Kendime geldiğimde yatağın üstünde hayvan gibi sızdığımı fark ettim. Uzandığım yerde kendime söve söve kalktım. Uykum kaçmıştı ya da bitmişti bilmiyorum ama uykum yoktu ve uyumak istemiyordum. Olduğum yerden kalkıp duş alma kararı aldım. Bu fikir bana iyi geldi. Biraz da olsa iyi hissettirdi. Uzun zamandır duş almamış pislik içindeydim. Bir daha hastaneye düşmek istemiyordum. Kesinlikle istemiyordum. Ayağa kalkıp duşun olduğu tarafa yöneldim. Oda büyüktü ve gerçekten burda yaşayan kişi şanslıydı. Odanın içinde duşakabin vardı. Gerçi zenginler değil mi bunlar neye Şaşırıyorum ki! Ama güzeldi oda. Kocaman bordo renkli yatak, bordo renkli perdeler odanın uyumu baya güzeldi. Yatağın üstünde asılı duran tablo dikkatimi çekmişti en çok. Çok güzel beyaz gri karışımı bir at vardı üstünde ve etrafı siyahtı.
Fakat ben buraya ait değildim. Burası onun evi ve belkide kardeşinin odası ya da bir başkasının. Hayır, değil çünkü Ahmet Dinçer'in tek bir kızı vardı ve oda yeni doğmuştu. Bildiğim kadarıyla da üç yaşındaydı.
"Offf ben ne diyorum ya banane kimin odası kimin yatağı ben zaten buraya ait değilim ki! kısa süre sonra da gidecektim. Yanjy muhtemelen gideceğim burdan. Kimseye yük olmak istemiyordum çünkü.

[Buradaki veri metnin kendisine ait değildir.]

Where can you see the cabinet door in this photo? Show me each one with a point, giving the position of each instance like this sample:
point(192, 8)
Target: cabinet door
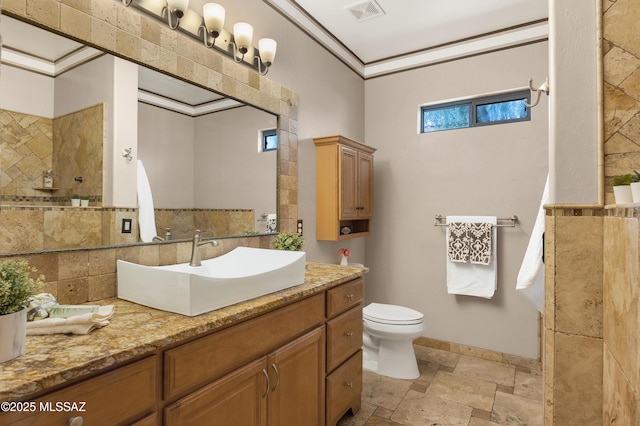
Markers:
point(237, 399)
point(364, 205)
point(296, 373)
point(347, 170)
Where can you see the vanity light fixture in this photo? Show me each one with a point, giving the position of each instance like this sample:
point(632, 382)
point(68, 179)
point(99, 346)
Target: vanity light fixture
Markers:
point(242, 38)
point(175, 8)
point(213, 22)
point(210, 29)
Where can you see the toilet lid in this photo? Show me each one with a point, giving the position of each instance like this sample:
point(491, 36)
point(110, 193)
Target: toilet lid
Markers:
point(391, 314)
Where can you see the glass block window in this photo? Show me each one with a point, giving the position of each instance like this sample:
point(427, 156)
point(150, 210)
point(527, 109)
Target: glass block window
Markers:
point(494, 109)
point(269, 140)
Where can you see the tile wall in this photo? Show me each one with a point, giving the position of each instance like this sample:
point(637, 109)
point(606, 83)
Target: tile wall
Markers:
point(621, 368)
point(89, 274)
point(592, 320)
point(70, 146)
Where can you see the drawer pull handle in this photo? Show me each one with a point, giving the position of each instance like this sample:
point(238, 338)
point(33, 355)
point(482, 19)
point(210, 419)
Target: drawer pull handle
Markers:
point(266, 376)
point(76, 421)
point(277, 377)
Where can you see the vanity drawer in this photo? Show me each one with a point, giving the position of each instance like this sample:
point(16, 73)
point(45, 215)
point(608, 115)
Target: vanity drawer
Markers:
point(344, 336)
point(344, 387)
point(199, 362)
point(116, 397)
point(341, 298)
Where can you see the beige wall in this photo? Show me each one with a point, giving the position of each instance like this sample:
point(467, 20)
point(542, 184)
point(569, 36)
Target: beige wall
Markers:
point(492, 170)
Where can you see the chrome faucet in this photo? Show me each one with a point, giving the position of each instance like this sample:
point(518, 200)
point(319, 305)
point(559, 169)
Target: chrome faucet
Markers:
point(196, 259)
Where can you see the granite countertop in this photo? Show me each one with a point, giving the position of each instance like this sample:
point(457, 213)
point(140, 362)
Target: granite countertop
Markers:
point(136, 331)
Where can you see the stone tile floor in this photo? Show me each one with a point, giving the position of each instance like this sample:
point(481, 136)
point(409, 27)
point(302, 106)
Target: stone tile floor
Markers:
point(452, 389)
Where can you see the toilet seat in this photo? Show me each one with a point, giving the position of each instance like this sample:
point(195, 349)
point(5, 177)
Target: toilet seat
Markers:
point(391, 314)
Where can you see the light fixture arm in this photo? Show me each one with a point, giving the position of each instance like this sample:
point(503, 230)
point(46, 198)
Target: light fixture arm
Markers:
point(242, 50)
point(267, 65)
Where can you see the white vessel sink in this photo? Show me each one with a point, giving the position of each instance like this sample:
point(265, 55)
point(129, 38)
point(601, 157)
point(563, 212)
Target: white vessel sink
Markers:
point(242, 274)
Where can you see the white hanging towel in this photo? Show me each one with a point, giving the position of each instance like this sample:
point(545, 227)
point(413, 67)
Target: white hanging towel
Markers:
point(146, 212)
point(530, 279)
point(472, 279)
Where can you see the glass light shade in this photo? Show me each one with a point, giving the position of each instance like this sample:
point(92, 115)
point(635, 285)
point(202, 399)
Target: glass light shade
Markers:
point(180, 5)
point(267, 48)
point(243, 34)
point(213, 17)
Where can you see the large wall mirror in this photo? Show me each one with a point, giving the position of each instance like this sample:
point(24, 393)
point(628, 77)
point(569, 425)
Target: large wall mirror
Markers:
point(63, 104)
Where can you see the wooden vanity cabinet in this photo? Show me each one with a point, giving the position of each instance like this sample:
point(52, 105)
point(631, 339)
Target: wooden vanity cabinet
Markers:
point(300, 364)
point(284, 388)
point(344, 353)
point(344, 188)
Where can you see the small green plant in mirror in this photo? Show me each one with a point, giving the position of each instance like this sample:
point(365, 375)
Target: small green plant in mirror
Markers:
point(16, 287)
point(288, 241)
point(623, 180)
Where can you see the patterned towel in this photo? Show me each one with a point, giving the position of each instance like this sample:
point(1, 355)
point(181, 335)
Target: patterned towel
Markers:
point(458, 249)
point(479, 237)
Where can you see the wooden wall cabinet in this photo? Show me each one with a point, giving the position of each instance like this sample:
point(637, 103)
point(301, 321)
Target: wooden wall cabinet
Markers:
point(344, 188)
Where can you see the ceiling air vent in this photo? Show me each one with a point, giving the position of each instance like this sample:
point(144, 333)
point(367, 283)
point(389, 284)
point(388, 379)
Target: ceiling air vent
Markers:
point(365, 10)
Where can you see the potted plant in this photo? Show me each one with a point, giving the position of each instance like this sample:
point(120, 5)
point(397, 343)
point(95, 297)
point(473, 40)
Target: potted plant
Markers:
point(622, 189)
point(288, 241)
point(16, 287)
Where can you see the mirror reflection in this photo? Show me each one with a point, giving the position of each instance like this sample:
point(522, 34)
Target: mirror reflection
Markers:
point(66, 111)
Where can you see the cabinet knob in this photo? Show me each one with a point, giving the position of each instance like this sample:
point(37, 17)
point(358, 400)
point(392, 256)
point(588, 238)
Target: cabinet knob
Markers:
point(76, 421)
point(266, 376)
point(275, 370)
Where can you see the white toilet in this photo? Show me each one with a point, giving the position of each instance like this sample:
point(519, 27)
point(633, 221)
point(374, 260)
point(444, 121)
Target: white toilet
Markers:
point(388, 333)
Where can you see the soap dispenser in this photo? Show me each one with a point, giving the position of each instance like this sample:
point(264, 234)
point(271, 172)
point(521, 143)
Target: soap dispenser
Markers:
point(47, 179)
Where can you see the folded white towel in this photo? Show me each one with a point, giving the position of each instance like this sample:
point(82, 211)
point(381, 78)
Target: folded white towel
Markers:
point(473, 279)
point(79, 324)
point(531, 274)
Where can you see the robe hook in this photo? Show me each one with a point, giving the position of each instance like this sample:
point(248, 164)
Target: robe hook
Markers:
point(544, 87)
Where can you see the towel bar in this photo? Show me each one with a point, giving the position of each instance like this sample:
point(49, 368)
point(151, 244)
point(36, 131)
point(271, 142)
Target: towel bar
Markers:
point(513, 219)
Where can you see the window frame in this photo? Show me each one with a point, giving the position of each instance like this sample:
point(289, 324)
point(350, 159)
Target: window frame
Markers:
point(267, 133)
point(474, 103)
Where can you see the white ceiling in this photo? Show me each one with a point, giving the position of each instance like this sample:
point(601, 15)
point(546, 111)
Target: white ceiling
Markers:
point(412, 33)
point(407, 34)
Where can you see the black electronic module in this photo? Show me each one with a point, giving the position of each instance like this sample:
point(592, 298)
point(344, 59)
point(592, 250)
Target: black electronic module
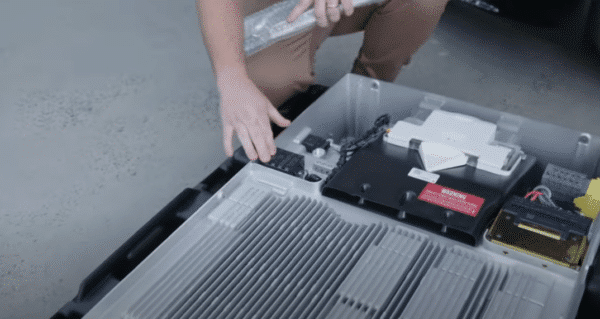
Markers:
point(458, 202)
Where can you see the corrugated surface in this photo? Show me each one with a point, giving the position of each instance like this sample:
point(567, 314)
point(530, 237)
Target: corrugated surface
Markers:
point(261, 255)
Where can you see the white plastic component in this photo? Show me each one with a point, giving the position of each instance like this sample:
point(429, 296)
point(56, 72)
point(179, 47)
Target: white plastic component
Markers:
point(468, 134)
point(438, 156)
point(319, 152)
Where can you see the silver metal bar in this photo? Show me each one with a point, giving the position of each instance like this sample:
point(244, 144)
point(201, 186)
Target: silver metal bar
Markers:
point(268, 26)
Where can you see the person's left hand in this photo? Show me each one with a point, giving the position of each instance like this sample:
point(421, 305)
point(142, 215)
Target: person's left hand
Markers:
point(326, 11)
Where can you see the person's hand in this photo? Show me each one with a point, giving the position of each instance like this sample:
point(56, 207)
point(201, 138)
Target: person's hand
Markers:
point(325, 10)
point(247, 111)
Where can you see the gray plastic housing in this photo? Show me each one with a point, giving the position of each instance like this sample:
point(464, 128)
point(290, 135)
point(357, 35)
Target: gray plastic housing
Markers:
point(268, 26)
point(269, 245)
point(565, 184)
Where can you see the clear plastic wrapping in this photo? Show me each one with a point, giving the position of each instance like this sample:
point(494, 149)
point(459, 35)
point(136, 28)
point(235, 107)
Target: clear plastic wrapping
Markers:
point(269, 26)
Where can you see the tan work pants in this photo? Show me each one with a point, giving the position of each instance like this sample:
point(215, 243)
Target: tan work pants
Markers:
point(393, 31)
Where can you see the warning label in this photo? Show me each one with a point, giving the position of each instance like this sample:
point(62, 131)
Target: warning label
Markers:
point(452, 199)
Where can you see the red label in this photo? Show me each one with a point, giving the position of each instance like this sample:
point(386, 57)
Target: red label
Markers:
point(452, 199)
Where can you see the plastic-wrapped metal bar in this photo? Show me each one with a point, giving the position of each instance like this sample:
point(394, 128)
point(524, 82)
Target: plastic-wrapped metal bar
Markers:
point(266, 27)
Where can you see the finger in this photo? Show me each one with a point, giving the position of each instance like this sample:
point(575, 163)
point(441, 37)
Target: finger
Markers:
point(267, 135)
point(270, 142)
point(277, 118)
point(333, 13)
point(244, 138)
point(298, 10)
point(320, 13)
point(228, 139)
point(348, 7)
point(258, 135)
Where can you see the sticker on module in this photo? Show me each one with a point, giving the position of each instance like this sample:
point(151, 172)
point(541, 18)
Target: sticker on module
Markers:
point(452, 199)
point(423, 175)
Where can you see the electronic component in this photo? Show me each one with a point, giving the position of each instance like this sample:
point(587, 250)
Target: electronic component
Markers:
point(590, 202)
point(458, 202)
point(547, 232)
point(452, 138)
point(313, 142)
point(287, 162)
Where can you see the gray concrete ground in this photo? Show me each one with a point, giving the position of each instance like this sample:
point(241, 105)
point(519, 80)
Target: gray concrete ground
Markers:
point(108, 110)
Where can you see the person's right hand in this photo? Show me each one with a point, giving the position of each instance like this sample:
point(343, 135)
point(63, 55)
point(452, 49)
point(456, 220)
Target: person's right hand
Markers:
point(248, 112)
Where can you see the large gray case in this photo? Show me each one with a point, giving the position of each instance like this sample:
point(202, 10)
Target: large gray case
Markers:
point(268, 245)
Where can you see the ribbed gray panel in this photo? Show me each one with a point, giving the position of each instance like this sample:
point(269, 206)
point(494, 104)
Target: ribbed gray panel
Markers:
point(522, 296)
point(371, 282)
point(284, 260)
point(237, 207)
point(296, 258)
point(457, 286)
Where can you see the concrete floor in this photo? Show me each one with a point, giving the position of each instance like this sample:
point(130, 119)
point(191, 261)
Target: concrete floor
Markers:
point(108, 109)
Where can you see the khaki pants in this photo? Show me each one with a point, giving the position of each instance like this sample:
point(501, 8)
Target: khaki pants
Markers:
point(393, 31)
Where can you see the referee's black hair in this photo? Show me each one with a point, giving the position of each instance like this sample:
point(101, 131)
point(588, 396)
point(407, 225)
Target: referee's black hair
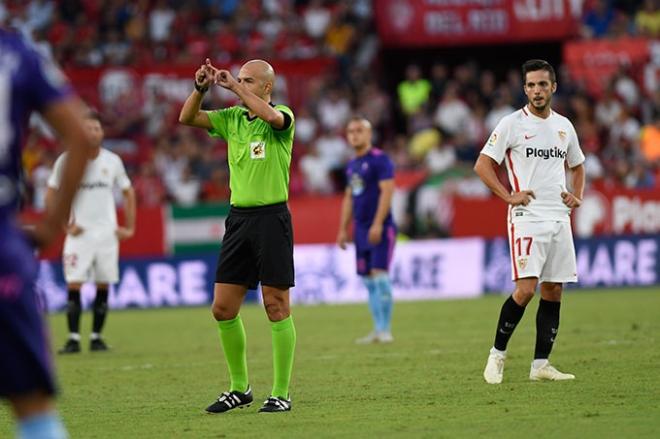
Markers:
point(534, 65)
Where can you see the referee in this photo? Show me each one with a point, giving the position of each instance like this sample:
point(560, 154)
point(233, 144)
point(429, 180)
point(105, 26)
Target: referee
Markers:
point(258, 241)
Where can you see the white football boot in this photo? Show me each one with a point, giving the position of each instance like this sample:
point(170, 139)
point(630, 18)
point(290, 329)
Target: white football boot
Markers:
point(385, 337)
point(494, 370)
point(547, 372)
point(372, 337)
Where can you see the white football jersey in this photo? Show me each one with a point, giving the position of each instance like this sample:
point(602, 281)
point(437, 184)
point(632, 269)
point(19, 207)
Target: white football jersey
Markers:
point(94, 205)
point(536, 150)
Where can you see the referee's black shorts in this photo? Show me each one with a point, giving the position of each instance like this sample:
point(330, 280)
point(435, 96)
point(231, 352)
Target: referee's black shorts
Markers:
point(257, 247)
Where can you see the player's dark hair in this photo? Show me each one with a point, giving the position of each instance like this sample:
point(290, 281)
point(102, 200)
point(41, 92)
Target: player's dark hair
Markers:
point(357, 118)
point(534, 65)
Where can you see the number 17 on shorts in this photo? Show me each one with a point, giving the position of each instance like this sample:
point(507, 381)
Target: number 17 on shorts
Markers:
point(543, 250)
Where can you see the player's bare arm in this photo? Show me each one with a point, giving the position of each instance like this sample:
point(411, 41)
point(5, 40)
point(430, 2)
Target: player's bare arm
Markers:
point(384, 204)
point(574, 199)
point(65, 118)
point(485, 169)
point(254, 103)
point(191, 113)
point(345, 219)
point(128, 230)
point(70, 228)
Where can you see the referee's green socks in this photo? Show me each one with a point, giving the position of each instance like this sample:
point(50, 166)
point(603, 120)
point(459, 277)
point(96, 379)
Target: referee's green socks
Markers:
point(284, 345)
point(232, 336)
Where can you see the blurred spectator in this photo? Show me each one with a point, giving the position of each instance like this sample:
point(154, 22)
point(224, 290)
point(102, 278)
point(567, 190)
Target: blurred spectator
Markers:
point(647, 19)
point(608, 108)
point(334, 109)
point(598, 19)
point(414, 91)
point(161, 19)
point(626, 88)
point(306, 126)
point(501, 107)
point(316, 18)
point(39, 179)
point(148, 186)
point(438, 126)
point(316, 172)
point(216, 188)
point(452, 114)
point(186, 191)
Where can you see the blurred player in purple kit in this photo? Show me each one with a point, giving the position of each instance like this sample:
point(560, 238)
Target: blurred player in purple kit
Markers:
point(367, 200)
point(29, 82)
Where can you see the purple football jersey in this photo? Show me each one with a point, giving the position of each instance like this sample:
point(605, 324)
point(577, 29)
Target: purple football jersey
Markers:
point(28, 82)
point(363, 175)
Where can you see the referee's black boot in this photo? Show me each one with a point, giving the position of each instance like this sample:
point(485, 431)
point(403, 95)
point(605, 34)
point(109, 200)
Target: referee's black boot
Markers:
point(231, 400)
point(70, 347)
point(97, 345)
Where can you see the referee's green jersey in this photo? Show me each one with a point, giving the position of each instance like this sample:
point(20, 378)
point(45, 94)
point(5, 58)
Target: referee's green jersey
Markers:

Tamamen iyleştiğim zamanda kendi evime çıkacağım. Buraya alışmamam gerekiyordu. Hem Niye alışacaktım ki?
Niye acaba?
Niye?
Korel!
Hayır, sakın!
Kafayı yedim ben galiba kendi kendime konuşuyorum. Kendime gelmem lazımdı. En iyisi daha fazla oyalanmadan duş almaktı. Kendime gelmem lazımdı çünkü, yine kendimden geçmiştim."
Fazla düşünmenin arasından duşa girip yarım saat sonra çıkmış aynanın karşısına geçtim.
Kendime gelmiştim biraz. Ardından saçlarımı taramaya başladım. Siyah uzun düz olan saçlarım biraz daha uzanmıştı ve artık belimi bile geçmiş, kalçalarıma kadar uzanıyordu. Ne ara bu kadar uzadığının farkında bile değildim.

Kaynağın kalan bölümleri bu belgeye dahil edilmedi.